He threw his net full of fish back into the boat, and rowed out. Click here to get your free Self-Publishing Checklist: View these exercises as means to opening doors of insight and imagination and enjoy the process of becoming a better writer.
He would have to swim, and not splash about too much. He scanned the horizon in every direction, first with his bare eyes, and then through the murky spyglass.
Adjusting for wind direction, wind speed, the engine speed, the weight of the ship… all these factors require careful consideration, but with a little practice, one man could do it. The crew slowed the Nephele down expertly until it hovered almost directly above the stranded ship — it was the Pegasus — and threw down the mooring ropes.
He took out the spyglass and inspected his ship.
David was on his side. He had drifted towards the shallows. Simpson turned to the Captain and explained. He shipped his oars and washed his face with cold seawater.

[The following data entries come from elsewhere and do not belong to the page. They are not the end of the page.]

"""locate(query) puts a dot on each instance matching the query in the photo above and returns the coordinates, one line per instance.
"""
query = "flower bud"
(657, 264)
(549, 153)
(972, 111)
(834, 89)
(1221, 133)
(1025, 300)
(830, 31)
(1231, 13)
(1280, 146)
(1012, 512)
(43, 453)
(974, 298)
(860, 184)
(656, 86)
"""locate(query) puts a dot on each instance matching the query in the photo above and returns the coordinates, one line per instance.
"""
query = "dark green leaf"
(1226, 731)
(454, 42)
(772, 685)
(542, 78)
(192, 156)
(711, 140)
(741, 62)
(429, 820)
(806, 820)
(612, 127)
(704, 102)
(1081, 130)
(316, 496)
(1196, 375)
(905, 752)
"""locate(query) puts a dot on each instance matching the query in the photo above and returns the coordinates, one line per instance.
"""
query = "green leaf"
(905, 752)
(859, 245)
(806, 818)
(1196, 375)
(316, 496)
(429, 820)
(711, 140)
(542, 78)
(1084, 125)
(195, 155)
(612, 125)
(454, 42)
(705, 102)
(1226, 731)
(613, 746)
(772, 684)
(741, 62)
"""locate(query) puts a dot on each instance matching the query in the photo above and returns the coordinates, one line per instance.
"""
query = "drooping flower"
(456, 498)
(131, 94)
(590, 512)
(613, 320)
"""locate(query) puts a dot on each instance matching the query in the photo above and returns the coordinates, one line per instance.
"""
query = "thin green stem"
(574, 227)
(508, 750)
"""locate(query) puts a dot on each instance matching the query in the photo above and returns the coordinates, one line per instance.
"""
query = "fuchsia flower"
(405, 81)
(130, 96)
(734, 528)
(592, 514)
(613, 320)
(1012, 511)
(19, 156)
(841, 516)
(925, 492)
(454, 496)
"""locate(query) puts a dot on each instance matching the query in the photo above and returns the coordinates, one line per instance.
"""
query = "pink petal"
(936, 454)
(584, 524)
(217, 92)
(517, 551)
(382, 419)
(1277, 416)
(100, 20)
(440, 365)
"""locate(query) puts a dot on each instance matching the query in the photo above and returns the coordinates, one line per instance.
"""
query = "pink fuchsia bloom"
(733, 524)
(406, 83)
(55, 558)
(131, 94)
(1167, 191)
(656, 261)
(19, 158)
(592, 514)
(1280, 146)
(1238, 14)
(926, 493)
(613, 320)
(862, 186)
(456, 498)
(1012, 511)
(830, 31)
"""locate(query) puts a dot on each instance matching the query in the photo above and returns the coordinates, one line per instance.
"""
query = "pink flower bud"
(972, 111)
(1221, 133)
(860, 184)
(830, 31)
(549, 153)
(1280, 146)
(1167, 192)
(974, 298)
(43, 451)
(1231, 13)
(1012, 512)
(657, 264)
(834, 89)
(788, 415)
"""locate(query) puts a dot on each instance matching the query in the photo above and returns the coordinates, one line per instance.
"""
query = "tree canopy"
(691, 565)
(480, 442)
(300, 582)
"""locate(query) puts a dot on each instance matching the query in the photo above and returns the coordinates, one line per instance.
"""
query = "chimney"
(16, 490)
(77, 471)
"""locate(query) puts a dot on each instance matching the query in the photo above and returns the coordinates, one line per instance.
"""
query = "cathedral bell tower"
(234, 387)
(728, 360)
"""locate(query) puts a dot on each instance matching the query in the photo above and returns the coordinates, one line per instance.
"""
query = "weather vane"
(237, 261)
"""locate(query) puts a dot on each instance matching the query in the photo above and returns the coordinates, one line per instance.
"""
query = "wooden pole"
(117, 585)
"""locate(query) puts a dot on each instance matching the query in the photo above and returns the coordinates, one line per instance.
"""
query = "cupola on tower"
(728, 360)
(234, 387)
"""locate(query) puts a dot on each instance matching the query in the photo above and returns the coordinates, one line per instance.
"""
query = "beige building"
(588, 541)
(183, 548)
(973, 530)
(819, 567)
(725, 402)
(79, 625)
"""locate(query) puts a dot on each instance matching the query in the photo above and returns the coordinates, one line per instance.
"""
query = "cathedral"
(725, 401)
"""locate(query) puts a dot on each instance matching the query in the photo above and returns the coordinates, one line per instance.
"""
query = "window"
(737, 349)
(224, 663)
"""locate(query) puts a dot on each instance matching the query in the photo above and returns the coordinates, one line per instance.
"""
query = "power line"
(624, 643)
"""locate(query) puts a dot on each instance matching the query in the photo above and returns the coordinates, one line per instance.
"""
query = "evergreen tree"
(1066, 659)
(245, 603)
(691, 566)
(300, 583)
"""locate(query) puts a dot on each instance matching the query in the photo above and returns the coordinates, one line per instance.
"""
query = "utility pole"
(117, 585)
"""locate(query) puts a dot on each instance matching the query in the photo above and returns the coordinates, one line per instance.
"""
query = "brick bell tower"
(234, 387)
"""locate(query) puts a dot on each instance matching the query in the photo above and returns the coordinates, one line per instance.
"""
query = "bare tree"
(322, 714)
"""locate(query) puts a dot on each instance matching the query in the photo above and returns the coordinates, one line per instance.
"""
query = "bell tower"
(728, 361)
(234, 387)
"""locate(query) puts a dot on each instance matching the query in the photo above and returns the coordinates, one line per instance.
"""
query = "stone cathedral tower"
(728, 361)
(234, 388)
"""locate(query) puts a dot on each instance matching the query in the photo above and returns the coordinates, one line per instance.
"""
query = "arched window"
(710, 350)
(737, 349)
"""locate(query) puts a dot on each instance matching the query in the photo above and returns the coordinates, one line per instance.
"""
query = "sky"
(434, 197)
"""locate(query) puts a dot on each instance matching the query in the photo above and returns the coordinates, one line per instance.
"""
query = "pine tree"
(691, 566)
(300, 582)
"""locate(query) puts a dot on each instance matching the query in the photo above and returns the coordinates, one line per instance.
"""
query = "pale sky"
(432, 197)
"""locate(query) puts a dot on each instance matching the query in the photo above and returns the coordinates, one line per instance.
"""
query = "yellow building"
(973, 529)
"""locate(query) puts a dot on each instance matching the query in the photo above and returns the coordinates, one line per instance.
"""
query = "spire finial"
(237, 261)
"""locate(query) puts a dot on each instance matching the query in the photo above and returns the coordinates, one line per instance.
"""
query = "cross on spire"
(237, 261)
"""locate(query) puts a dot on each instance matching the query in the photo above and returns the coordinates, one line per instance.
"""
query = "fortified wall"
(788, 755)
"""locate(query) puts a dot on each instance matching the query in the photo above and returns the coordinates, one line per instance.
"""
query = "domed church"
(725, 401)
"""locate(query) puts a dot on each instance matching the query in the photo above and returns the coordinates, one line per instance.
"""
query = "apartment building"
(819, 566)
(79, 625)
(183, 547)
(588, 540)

He wondered whether he might be able to catch a fish… Fish! It can be a story one of your parents or grandparents shared about something that happened many years ago, or it can be a more recent event a friend or family member recounted.
Try to see this younger self as a real and separate person when you write the letter. He pulled it apart, and as he was taking off his wet coat, he felt the weight in his pocket and realised that it was the spyglass.
In the light of the stars he could just discern the outline of the beach, bordered by outcroppings of rock. It was difficult to make out much about the ship at this distance, but it was one of theirs — probably a 36 or gun frigate — and it was lying at anchor with its sails furled. Then he noticed the harnesses that he and Mr.
The man nodded, and made some motions which William understood to mean that he had seen the airship pass by on the previous day, far out in the west. Other figures were just visible too, on the decks of other ships, but no one had noticed him. Apparently the French thought Mr.
David for his ingenuity, and offered to help him as often as his midshipman duties allowed. Someone would have seen him. Then he saw movement out of the corner of his eye. William felt like a child who had endured a long feverish night alone, and finally saw his mother enter the room.
William understood that the man with the cart would take him across the island to the English. The beach might be empty, but the fleet would still have lookouts on each ship.
She had never been in a real battle, however, so her usefulness was still unknown.Every Sunday from a.m. to p.m., Los Angeles Writers Group offers a workshop where you write for hours based on creative writing prompts.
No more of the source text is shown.